I started this blog in hopes to relieve some of my pain and suffering while living with the ups and downs of living with a meth addict. Unfortunately, it didn’t help. I couldn’t back down on anything today. I just couldn’t take it. He kept threatening to leave, but he didn’t.
Then we were trying to talk things out. I thought he was moving closer to talk to me so I move closer to him. However, he says the phantom vibrations are back and thst was why he moved toward me but then I suddenly had to move…
I’m not even sure how it escalated so quickly. Wait, yes I do. I told him he needed to see a doctor. That’s when he flipped his lid. I tried to explain that if you’re hallucinating this much, you need to see a doctor. He then throws up that I “have a dozen vibrators under the bed”… (I think there’s 5 or 6… most of which we bought together – except the vibrating panties controlled by the man that we’d looked at so I bought them as a surprise. Not that any of that matters).
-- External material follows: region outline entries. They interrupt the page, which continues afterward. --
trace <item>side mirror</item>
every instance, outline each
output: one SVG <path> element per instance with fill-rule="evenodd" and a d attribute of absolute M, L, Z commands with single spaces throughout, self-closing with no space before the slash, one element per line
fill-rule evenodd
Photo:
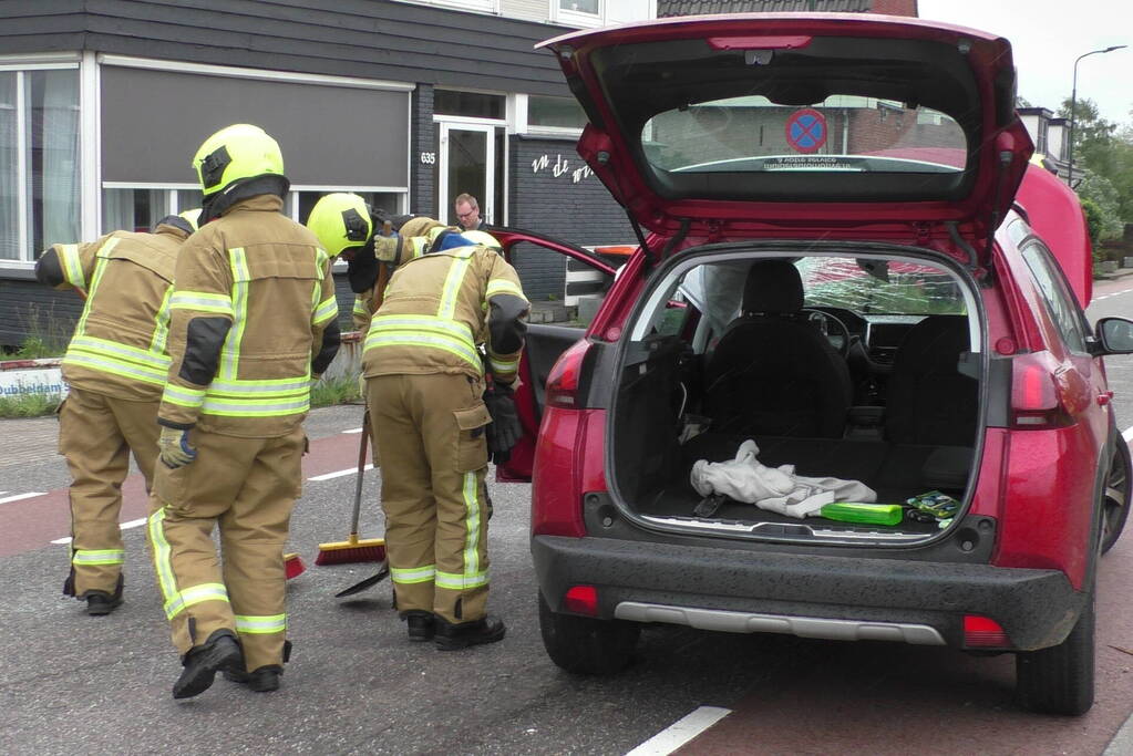
<path fill-rule="evenodd" d="M 1101 318 L 1094 327 L 1102 354 L 1133 354 L 1133 320 Z"/>

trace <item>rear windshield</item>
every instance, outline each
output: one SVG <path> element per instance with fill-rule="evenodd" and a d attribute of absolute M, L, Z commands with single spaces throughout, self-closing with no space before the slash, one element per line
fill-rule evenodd
<path fill-rule="evenodd" d="M 961 173 L 968 148 L 945 113 L 854 95 L 804 108 L 757 95 L 667 110 L 646 121 L 641 145 L 654 167 L 682 173 Z"/>

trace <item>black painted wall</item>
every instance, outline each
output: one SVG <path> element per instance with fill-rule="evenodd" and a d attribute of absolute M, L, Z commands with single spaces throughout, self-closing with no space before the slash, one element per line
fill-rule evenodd
<path fill-rule="evenodd" d="M 574 139 L 512 136 L 509 225 L 582 247 L 634 243 L 622 206 L 574 151 Z M 562 255 L 521 246 L 516 269 L 530 299 L 562 299 Z"/>

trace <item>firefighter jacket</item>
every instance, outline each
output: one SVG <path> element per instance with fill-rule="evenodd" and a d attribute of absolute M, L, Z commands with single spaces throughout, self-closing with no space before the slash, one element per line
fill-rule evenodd
<path fill-rule="evenodd" d="M 161 397 L 173 268 L 188 235 L 165 224 L 154 233 L 114 231 L 85 244 L 54 244 L 40 257 L 40 281 L 86 297 L 62 362 L 70 386 L 121 400 Z"/>
<path fill-rule="evenodd" d="M 514 268 L 493 249 L 458 247 L 402 264 L 390 277 L 366 334 L 367 378 L 465 373 L 487 364 L 502 384 L 516 379 L 529 304 Z"/>
<path fill-rule="evenodd" d="M 275 438 L 310 407 L 339 347 L 331 259 L 275 195 L 235 203 L 185 243 L 157 422 Z"/>

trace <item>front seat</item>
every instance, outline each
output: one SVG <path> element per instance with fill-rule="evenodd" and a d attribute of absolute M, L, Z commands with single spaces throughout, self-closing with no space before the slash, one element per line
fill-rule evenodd
<path fill-rule="evenodd" d="M 885 437 L 895 444 L 972 446 L 979 381 L 959 370 L 968 318 L 930 315 L 909 329 L 889 376 Z"/>
<path fill-rule="evenodd" d="M 705 368 L 714 431 L 842 438 L 850 370 L 801 309 L 802 280 L 791 263 L 752 264 L 740 317 Z"/>

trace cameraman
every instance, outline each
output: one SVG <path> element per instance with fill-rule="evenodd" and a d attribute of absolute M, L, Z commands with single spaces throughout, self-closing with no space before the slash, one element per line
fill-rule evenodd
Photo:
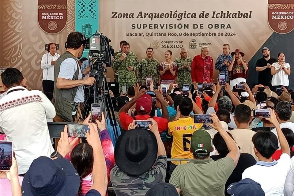
<path fill-rule="evenodd" d="M 68 35 L 66 42 L 66 51 L 58 58 L 54 67 L 55 83 L 52 102 L 56 110 L 55 122 L 71 122 L 73 109 L 77 105 L 76 122 L 81 116 L 81 103 L 85 101 L 84 85 L 92 85 L 95 82 L 93 77 L 83 79 L 77 59 L 81 58 L 85 48 L 85 39 L 81 32 L 74 32 Z M 88 66 L 83 72 L 89 73 Z"/>

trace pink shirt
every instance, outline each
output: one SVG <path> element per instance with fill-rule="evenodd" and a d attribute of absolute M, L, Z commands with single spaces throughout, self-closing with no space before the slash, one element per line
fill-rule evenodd
<path fill-rule="evenodd" d="M 19 183 L 21 185 L 23 179 L 23 177 L 18 176 Z M 8 179 L 0 178 L 0 193 L 1 196 L 12 196 L 11 186 Z"/>

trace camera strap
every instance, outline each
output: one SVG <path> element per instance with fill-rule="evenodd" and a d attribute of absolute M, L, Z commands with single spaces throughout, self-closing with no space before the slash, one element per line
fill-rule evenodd
<path fill-rule="evenodd" d="M 11 91 L 9 91 L 7 93 L 6 95 L 8 95 L 9 93 L 11 92 L 13 92 L 14 91 L 24 91 L 24 89 L 13 89 L 13 90 L 12 90 Z"/>

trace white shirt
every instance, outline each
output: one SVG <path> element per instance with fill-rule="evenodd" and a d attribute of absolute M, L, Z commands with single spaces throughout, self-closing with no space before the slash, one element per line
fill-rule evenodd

My kids were in the next room and all I could think was “OMG, he just said that where my kids could hear him” so I told him to get out. I don’t know they actually heard anything. I’m not sure they even knew we were fighting this time. I guess it was just the straw that broke the camel’s back.
See, he already had a small bag packed from all the threats to leave he’d made earlier today. I could have backed down. I could have told him that was just mad and wanted him to stay. But I didn’t. Even though I hoped he would would not walk out that door, I didn’t do anything or say anything… I did nothing to stop him.
I’ve cried so much that I can’t breathe. And all of these f****** tears won’t quit falling! I keep watching out the window at every car that passes but none of them are him.